Running down the clock

The UK's kommentariat is hyperventilating, making all sorts of long-range predictions based one or two topical data points like last night's European Council. No breakthrough was expected, none happened. On the contrary, the European Council even weakened the language on Brexit from earlier drafts, dropping the previous offer to explore the possibility of further assurances and the wording that the backstop was not a desirable outcome. This is a very typical and successful negotiating strategy - to harden your position when you feel you are coming under pressure. 

The European leaders certainly rejected the demand to put a one-year time limit on the backstop. 

So what is Theresa May's game now? We believe her strategy is what is referred to in the House of Commons as running down the clock. This means to go right to the edge and confront both her domestic critics and the EU with a binary choice. It is not clear what the nature of that choice will be - deal versus no deal, or deal versus referendum. That will depend in part on how MPs have lined up by then.

But we conclude that there cannot be any agreement for so long as some members of the European Council, including Leo Varadkar, are betting on a second referendum and for so long as there are five Brexit positions in the House of Commons: support for May's deal, a softer version of the deal, a customs union, a second referendum and a hard Brexit. As any political strategist knows full well, you need to narrow the choices to a binary selection between your objective and an unpalatable alternative.
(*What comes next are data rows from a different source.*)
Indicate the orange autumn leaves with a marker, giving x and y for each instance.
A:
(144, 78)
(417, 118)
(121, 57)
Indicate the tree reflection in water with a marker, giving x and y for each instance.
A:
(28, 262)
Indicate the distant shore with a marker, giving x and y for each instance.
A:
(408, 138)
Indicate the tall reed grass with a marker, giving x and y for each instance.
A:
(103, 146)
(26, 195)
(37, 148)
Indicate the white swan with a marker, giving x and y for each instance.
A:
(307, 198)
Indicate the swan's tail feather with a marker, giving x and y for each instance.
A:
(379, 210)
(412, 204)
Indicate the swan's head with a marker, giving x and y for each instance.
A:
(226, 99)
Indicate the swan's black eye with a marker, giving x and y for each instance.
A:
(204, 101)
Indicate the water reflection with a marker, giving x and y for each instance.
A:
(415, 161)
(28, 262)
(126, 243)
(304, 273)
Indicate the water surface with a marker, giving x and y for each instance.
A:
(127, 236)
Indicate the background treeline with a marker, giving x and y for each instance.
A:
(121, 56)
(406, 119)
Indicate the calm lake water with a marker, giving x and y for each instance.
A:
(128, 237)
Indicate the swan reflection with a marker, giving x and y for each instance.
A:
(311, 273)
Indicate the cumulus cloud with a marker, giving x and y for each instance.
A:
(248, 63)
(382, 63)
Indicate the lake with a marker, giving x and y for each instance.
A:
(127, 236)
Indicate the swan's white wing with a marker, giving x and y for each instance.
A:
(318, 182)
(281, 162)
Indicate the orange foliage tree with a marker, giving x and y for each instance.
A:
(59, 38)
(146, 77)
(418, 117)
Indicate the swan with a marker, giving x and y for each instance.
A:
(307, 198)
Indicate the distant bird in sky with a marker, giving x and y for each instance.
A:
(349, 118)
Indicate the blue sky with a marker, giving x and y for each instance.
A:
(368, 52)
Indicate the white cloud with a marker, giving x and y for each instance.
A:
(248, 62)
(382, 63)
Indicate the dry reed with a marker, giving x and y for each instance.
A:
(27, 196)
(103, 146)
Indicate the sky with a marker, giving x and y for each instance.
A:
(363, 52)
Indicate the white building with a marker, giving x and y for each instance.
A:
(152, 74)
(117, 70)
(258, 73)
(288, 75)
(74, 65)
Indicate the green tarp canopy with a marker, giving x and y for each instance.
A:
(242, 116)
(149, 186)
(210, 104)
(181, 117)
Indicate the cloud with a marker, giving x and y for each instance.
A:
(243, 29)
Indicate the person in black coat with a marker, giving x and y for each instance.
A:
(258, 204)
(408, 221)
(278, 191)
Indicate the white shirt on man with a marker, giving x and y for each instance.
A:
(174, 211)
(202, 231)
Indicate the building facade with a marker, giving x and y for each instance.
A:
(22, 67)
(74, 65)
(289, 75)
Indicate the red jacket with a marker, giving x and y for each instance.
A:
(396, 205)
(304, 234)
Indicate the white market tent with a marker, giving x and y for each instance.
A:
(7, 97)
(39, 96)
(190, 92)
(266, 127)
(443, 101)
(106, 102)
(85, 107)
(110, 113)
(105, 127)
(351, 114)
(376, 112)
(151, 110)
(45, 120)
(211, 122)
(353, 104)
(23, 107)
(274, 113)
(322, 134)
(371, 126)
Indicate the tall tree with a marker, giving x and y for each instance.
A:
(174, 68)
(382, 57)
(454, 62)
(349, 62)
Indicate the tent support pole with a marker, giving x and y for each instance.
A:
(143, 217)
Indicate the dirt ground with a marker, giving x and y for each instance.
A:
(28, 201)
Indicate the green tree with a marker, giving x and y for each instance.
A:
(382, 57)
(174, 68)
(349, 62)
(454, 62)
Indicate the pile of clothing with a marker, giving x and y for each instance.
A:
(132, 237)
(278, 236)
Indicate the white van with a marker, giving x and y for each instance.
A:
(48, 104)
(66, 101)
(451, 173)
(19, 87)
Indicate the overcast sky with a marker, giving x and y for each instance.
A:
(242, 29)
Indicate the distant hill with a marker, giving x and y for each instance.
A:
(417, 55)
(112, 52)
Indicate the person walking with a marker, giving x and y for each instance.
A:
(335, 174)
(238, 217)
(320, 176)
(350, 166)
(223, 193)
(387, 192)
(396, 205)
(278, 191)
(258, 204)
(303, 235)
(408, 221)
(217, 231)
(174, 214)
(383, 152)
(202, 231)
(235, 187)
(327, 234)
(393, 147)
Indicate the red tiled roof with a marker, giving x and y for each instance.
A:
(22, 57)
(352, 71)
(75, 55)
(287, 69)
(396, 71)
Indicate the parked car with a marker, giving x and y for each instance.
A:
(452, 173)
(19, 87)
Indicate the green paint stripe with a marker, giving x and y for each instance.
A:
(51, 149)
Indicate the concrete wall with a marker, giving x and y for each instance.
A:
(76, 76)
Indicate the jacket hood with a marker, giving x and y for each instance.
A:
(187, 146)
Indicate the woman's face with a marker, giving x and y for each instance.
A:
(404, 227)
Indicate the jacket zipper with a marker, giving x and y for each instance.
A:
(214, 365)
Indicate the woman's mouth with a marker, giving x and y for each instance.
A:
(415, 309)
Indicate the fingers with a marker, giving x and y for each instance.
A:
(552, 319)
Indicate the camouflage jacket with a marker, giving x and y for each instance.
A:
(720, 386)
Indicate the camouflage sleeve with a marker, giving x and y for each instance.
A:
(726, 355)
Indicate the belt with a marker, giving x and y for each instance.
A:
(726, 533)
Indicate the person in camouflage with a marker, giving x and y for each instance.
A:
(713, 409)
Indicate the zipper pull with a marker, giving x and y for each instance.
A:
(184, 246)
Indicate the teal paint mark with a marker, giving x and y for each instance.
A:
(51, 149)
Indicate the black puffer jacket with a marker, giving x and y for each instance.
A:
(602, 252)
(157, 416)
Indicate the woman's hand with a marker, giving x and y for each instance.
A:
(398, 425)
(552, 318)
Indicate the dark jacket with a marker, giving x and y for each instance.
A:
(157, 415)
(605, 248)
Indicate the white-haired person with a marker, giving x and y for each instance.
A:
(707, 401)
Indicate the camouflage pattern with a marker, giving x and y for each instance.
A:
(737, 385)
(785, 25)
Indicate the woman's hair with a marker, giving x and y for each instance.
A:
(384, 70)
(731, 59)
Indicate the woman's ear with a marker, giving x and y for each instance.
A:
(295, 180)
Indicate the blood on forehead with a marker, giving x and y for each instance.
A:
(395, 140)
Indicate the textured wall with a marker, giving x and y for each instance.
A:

We believe that, in the end, the choice will be deal-vs-no-deal, as there are more supporters for a moderate Brexit to be picked up than there are hard Brexiteers. But she may decide to play a different strategy. The process could well extend all the way into February or even March. 

The real difficulty for May's plan A strategy will be to get reassurances on the backstop that are acceptable to both the EU and the DUP. That may or may not (no pun intended) be possible. Yesterday she tried and failed with her proposal for a one-year limit. She also raised the possibility of a commitment to an end date for the trade talks. The EU is wondering whether May is really seeking assurance on what was agreed, or seeks to change what was agreed. The FT quotes Michel Barnier as saying that May appeared to be going back on an issue they thought was settled in the negotiations. 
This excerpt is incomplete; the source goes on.